[HN Gopher] Hellandizing (1998)
___________________________________________________________________
Hellandizing (1998)
Author : redeemed
Score : 33 points
Date : 2024-03-28 05:01 UTC (1 days ago)
(HTM) web link (www.multicians.org)
(TXT) w3m dump (www.multicians.org)
| tiahura wrote:
| TIL NonStop lives.
|
| https://en.wikipedia.org/wiki/NonStop_(server_computers)
|
| https://www.hpe.com/us/en/compute/nonstop-servers.html
| onetimeuse92304 wrote:
| I wrote something similar in the past.
|
| It was credit card terminal application. It was supposed to
| behave correctly regardless of when in the process of transaction
| something happened. Something could be application crash, power
| cycle, etc. Users were frequently impatient with the slower
| communication methods (we had land line and GPRS modems back
| then) and would frequently power cycle the terminal if it took a
| moment too long to do something.
|
| I designed the application in such a way that it always moves
| transactionally between series of well defined states with no
| observable states in between. Then I put test points between the
| states to crash the application at random. Many of these points
| were put in places in code which would be extremely difficult to
| test other way (it was extremely unlikely a power cycle would
| happen naturally at that exact point in time, between those two
| exact instructions).
|
| The application had capability to crash at literally any point
| and simply continue operation once power cycled.
| andai wrote:
| Fascinating. Was it able to do this by constantly writing to
| persistent storage?
| onetimeuse92304 wrote:
| Yes. I wrote append-only database for the device. I started
| with the database because I needed a transactional storage
| but the device used flash chips without wear levelling. This
| and requirement for constant memory usage basically
| disqualified any existing database. The device was very
| limited in memory, only about 1MB available to the
| application of which 600kB was used up by OpenSSL.
|
| The database I implemented did not allocate any memory and
| used a constant amount of stack which was important for me to
| ensure the application can be verified statically.
|
| So the database worked by having two files allocated. The
| application would append data to one file, then when it was
| full it would copy live entries to the other and start
| appending there and so on.
|
| This might sound wasteful but in reality write magnification
| was very low. There was very little data that needed to be
| copied, most records were created and then promptly deleted
| when it was reconciled with the server.
|
| All sorts of data was written to the storage. I started by
| writing just basic transaction information but then I
| discovered that I can also log other information (UI state,
| etc.) to recover state in case of power failure. This was
| extremely efficient, most UI operations would result in only
| a single byte written to the flash. This was important as the
| flash had quite limited durability and was typically a
| limiting factor for the longevity of the device.
|
| **
|
| Now that I remember, there were other fun tricks I did.
|
| One of them was for the OpenSSL. This super underpowered
| device took no less than 9 seconds to open SSL connection
| over GPRS.
|
| That was fine when the device was first designed and we
| deployed lots of them. Initially, we did not need SSL and we
| did not need to open any connections to complete the
| transaction. We only did that later, once a day, to send all
| of the information and reconcile with the server.
|
| But at some point we had to deploy ability to do online check
| with the bank and also required to have all connections
| secured with SSL. 9 seconds for the client to wait on the
| transaction was definitely not acceptable.
|
| While we could try to keep the connection open, in many cases
| the device would be deployed in places with poor connectivity
| and it was just unreasonable expectation.
|
| I saved the company A TON of cash by figuring out I can gut
| the OpenSSL library to be able to manually save and restore
| cryptographic state of the connection (symmetric
| cryptography). I did the same for the system that terminated
| connections on the server.
|
| The application would connect to the server, skip entire
| handshake communication (not even a single handshake packet)
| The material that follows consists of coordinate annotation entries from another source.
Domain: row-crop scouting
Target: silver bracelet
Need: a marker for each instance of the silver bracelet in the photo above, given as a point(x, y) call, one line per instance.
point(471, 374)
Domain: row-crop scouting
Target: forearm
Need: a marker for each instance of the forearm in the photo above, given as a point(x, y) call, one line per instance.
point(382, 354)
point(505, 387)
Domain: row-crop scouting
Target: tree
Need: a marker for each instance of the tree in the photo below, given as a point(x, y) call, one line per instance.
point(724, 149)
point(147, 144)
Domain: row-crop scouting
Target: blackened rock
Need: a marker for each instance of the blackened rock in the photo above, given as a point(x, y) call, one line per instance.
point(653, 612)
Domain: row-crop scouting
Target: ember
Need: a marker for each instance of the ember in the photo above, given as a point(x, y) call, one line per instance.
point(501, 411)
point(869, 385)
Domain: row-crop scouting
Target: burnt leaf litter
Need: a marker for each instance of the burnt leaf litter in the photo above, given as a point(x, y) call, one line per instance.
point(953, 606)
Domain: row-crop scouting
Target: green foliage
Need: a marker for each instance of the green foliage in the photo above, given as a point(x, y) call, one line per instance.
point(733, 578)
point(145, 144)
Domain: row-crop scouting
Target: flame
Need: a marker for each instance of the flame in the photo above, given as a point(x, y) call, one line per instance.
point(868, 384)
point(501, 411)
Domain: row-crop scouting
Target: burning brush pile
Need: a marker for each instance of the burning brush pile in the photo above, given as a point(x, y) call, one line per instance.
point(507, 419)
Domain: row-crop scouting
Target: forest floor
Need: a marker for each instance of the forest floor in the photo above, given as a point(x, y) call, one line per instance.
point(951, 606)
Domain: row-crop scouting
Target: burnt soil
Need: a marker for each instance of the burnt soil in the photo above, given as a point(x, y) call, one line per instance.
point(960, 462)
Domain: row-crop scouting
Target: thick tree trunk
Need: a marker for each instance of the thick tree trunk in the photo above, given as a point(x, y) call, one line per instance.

| and would immediately, speculatively switch to the stored
| symmetric key.
|
| The server kept a database of all most recent cryptographic
| states with each of the known terminals and would try to
| match the communication with its own stored cryptographic
| state. If this worked, it would continue as if nothing
| happened. If it did not, it would close the connection. The
| terminal would then restart the connection with the complete
| handshake from scratch. But it very rarely had to. As it was
| very successful, we had to add a functionality to force to
| clear the state every night so that it we knew there is at
| least one fresh connection every day.
|
| This cut down almost all of the overhead of OpenSSL.
| twic wrote:
| Did something like and unlike this a while ago. Payment
| processing system, multiple microservices written in Java on a
| cloud platform. Tool runs on a developer machine, uses the cloud
| tools to SSH into a running container and run jdb. It can add a
| breakpoint, wait for it to get hit, then do a selected thing -
| resume immediately, delay a while then resume, throw an
| exception, hang forever, etc.
|
| The main tool can also manage the platform, so start the app,
| kill individual containers, etc. And inject payment messages, and
| wait for payments to be sent out.
|
| So you could write test plans like "add a breakpoint in
| ValidateAccount::isValidSortCode, inject a payment from customer
| A, wait for the breakpoint to get hit, inject a payment from
| customer B, throw a NullPointerException, then check that the
| payment from customer B gets delivered".
|
| We didn't do systematic testing of failure at every point, as in
| the article, but it was very nice to be able to automate testing
| of error cases without having to have special code in the app for
| it.
| jdblair wrote:
| A question about how nonstop worked:
|
| If both processors are running the same process in the same
| state, why won't both processors hit the same error condition at
| the same time?
|
| I understand there are random hardware faults that can happen,
| bits can flip, etc., but logic errors should be bug-for-bug the
| same on both processors.
|
| So, were those random faults so frequent that the redundancy was
| worth it? Or am I missing something?
___________________________________________________________________
(page generated 2024-03-29 23:00 UTC)